Eric Kandel: "Keiner hat die Juden verteidigt"

Eric Kandel.
Hochkarätiges Symposium zur Geschichte Wiens mit einem Hauptthema.
Gert Korentschnig

Gert Korentschnig

Im Rahmen des Festivals "Vienna – City of Dreams" in New York findet auch ein vom Historiker Oliver Rathkolb mitorganisiertes Wissenschaftssymposium mit Podiumsdiskussionen statt. Die Teilnehmer der ersten Veranstaltung waren der in Wien geborene und 1939 in die USA emigrierte Nobelpreisträger Eric Kandel, Kulturstadtrat Andreas Mailath-Pokorny, Operndirektor Dominique Meyer sowie Christian Meyer vom Schönberg-Center. Das Thema lautete: "Wien 1860–1914: Kreativität, Kultur, Wissenschaft und Politik". Vielmehr ging es in den Fragestellungen aber um die NS-Zeit und den Antisemitismus in der Stadt.

Eric Kandel würdigte zunächst die Juden gegenüber tolerante Haltung von Kaiser Franz-Joseph, die vielen Künstlern erst ermöglicht hätte, nach Wien zu kommen. Und er kam dann auch auf etwas anderes Wienspezifisches zu sprechen: "1938 gab es keine nennenswerte Opposition. Keiner hat die Juden verteidigt."
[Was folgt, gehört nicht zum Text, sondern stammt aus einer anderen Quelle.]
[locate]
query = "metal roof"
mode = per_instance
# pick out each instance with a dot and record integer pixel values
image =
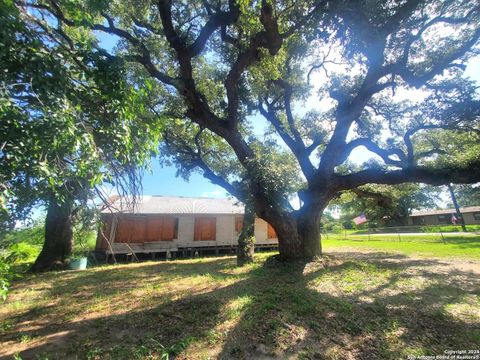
(175, 205)
(446, 211)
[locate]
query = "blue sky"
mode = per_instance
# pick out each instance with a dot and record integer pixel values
(162, 180)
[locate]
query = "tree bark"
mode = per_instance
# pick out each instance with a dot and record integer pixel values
(246, 240)
(299, 234)
(457, 208)
(58, 237)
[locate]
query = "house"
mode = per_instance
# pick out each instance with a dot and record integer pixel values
(176, 225)
(471, 215)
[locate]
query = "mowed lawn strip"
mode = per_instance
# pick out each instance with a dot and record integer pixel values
(430, 245)
(347, 306)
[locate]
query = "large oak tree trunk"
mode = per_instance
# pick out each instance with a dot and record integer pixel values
(58, 237)
(246, 240)
(299, 236)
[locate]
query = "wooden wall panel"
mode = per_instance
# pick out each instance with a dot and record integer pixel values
(125, 229)
(139, 229)
(154, 228)
(205, 229)
(238, 224)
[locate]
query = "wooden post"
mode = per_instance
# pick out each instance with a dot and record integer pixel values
(457, 208)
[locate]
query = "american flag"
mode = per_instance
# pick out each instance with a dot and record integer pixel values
(454, 219)
(360, 219)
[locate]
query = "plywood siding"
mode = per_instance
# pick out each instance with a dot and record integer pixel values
(181, 233)
(261, 233)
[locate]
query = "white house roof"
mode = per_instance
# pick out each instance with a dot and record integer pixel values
(446, 211)
(174, 205)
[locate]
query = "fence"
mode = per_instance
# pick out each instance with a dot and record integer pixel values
(403, 233)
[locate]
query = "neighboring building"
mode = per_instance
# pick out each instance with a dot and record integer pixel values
(471, 215)
(176, 224)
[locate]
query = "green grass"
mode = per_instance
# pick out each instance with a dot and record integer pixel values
(431, 245)
(370, 305)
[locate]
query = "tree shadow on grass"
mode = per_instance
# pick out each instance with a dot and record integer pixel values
(368, 307)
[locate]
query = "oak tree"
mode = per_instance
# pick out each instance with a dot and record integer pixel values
(327, 76)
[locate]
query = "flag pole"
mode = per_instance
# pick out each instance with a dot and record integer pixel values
(368, 226)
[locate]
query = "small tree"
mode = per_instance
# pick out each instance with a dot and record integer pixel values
(68, 124)
(220, 66)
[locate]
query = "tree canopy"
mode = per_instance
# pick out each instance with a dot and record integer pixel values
(327, 77)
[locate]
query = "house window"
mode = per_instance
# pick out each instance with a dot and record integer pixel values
(238, 224)
(418, 220)
(205, 229)
(444, 218)
(161, 228)
(271, 234)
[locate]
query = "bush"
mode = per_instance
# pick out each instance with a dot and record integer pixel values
(18, 249)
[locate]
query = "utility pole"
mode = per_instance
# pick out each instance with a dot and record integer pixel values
(457, 208)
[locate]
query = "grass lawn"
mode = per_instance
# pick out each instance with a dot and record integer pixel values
(350, 305)
(426, 245)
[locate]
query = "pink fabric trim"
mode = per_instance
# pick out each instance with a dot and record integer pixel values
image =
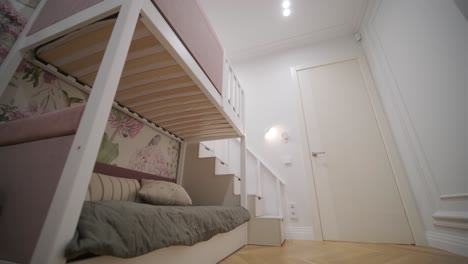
(116, 171)
(29, 176)
(191, 24)
(49, 125)
(57, 10)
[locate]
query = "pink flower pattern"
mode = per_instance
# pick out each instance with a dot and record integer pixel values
(150, 159)
(124, 125)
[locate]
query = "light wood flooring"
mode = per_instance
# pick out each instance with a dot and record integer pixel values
(307, 252)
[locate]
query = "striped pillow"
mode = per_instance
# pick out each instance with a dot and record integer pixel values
(104, 187)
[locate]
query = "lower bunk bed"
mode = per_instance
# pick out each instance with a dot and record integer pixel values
(128, 216)
(142, 218)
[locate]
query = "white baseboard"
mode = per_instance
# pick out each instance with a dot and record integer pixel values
(299, 233)
(451, 243)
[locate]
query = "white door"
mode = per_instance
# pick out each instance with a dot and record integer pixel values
(357, 195)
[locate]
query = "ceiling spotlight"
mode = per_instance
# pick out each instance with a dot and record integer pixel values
(272, 133)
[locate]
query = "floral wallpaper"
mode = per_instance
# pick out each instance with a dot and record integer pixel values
(127, 142)
(13, 17)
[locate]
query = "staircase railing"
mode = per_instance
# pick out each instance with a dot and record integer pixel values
(262, 181)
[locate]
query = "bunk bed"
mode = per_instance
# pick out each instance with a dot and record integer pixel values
(153, 59)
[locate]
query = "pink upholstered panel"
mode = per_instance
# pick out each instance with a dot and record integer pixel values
(191, 24)
(49, 125)
(29, 176)
(57, 10)
(116, 171)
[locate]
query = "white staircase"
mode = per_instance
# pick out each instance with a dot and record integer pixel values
(212, 176)
(208, 179)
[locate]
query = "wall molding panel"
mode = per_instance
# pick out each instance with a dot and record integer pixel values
(444, 214)
(455, 244)
(300, 233)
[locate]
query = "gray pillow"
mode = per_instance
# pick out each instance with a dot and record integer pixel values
(163, 193)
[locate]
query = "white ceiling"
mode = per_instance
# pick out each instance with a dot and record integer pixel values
(251, 27)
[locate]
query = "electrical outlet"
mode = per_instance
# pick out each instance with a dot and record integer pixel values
(292, 212)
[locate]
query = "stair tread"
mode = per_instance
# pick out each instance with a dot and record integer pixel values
(270, 216)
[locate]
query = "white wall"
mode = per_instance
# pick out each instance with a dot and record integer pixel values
(271, 101)
(418, 54)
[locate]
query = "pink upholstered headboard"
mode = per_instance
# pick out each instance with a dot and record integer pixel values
(191, 24)
(33, 152)
(116, 171)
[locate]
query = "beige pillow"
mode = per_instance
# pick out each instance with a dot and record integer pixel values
(163, 193)
(105, 187)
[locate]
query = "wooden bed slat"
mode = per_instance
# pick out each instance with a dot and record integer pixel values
(159, 103)
(203, 128)
(197, 124)
(177, 109)
(144, 61)
(195, 113)
(206, 132)
(99, 36)
(195, 118)
(211, 136)
(148, 74)
(159, 94)
(152, 83)
(154, 87)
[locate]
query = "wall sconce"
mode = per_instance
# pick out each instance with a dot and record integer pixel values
(276, 132)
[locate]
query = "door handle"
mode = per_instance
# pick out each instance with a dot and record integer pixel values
(315, 154)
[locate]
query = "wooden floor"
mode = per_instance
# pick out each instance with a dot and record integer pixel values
(307, 252)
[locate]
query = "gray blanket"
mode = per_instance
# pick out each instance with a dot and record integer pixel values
(128, 229)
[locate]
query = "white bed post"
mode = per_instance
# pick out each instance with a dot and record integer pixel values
(243, 173)
(14, 57)
(180, 166)
(65, 208)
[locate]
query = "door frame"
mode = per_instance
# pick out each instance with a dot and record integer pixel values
(399, 172)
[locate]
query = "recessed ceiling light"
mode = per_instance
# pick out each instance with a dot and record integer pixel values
(272, 133)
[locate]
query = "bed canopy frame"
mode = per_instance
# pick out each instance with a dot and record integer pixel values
(127, 55)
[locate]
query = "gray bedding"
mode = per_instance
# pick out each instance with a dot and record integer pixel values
(128, 229)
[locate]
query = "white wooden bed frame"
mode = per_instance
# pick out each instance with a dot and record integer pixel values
(64, 212)
(207, 252)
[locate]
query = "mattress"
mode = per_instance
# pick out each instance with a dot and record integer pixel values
(127, 229)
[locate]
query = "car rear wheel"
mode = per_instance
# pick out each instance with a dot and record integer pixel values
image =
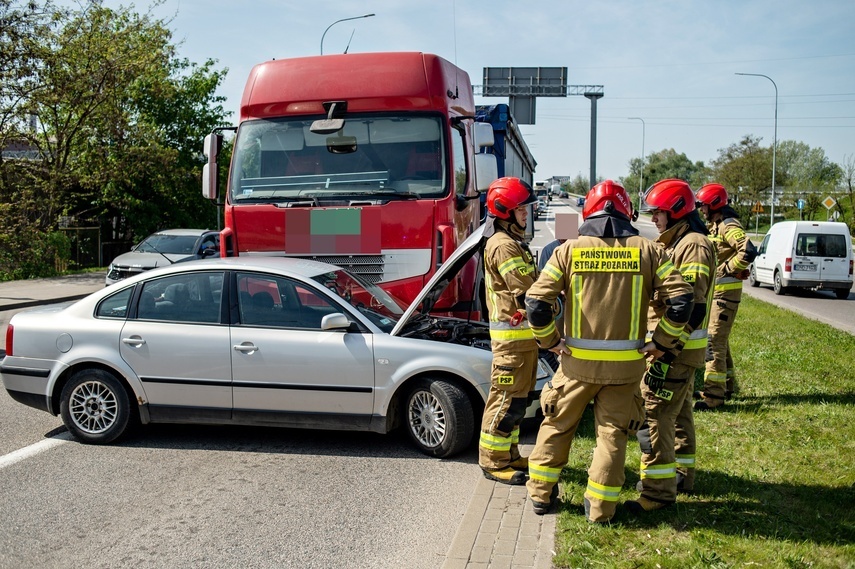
(438, 417)
(95, 407)
(779, 284)
(752, 277)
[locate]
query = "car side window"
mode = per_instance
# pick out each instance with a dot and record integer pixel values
(115, 305)
(265, 300)
(187, 297)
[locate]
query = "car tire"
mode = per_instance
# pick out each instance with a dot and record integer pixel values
(778, 285)
(438, 417)
(752, 277)
(95, 407)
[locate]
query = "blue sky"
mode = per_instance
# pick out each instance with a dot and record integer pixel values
(671, 63)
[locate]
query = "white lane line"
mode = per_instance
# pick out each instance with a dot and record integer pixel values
(32, 450)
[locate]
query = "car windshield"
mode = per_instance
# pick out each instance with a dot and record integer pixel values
(370, 300)
(390, 156)
(174, 244)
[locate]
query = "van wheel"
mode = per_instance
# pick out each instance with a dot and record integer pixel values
(752, 277)
(779, 284)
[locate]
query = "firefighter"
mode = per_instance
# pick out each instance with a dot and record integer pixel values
(667, 437)
(509, 270)
(609, 275)
(734, 252)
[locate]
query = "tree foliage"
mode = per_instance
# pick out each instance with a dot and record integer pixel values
(120, 121)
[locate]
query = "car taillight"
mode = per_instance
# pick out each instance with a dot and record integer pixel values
(10, 331)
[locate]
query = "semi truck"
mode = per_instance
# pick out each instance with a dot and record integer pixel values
(368, 161)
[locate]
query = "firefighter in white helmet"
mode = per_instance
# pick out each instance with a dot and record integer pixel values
(667, 437)
(609, 276)
(509, 271)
Mailath-Pokorny betonte: "Es geht um die soziale Gerechtigkeit in einer Stadt, auch um die Randbezirke. Nur damit kann man das Entstehen von Faschismus verhindern." Als er sagte, dass die Umbenennung des Lueger-Ringes in seine Kompetenz gefallen war, bekam er Applaus. Dominique Meyer sprach mehr über die Zeit von Mahler ("Wien war damals ein großer Kopf ohne Körper") und die letzten Jahrzehnte. "Wien ist eine sehr offene Stadt. Aber sie war lange Zeit so nahe am Eisernen Vorhang, dass sie nicht richtig atmen konnte. Jetzt atmet die Stadt wieder."

Das Interesse an der Debatte war enorm, die 300 Plätze im Paley Center for Media waren dreifach überbucht.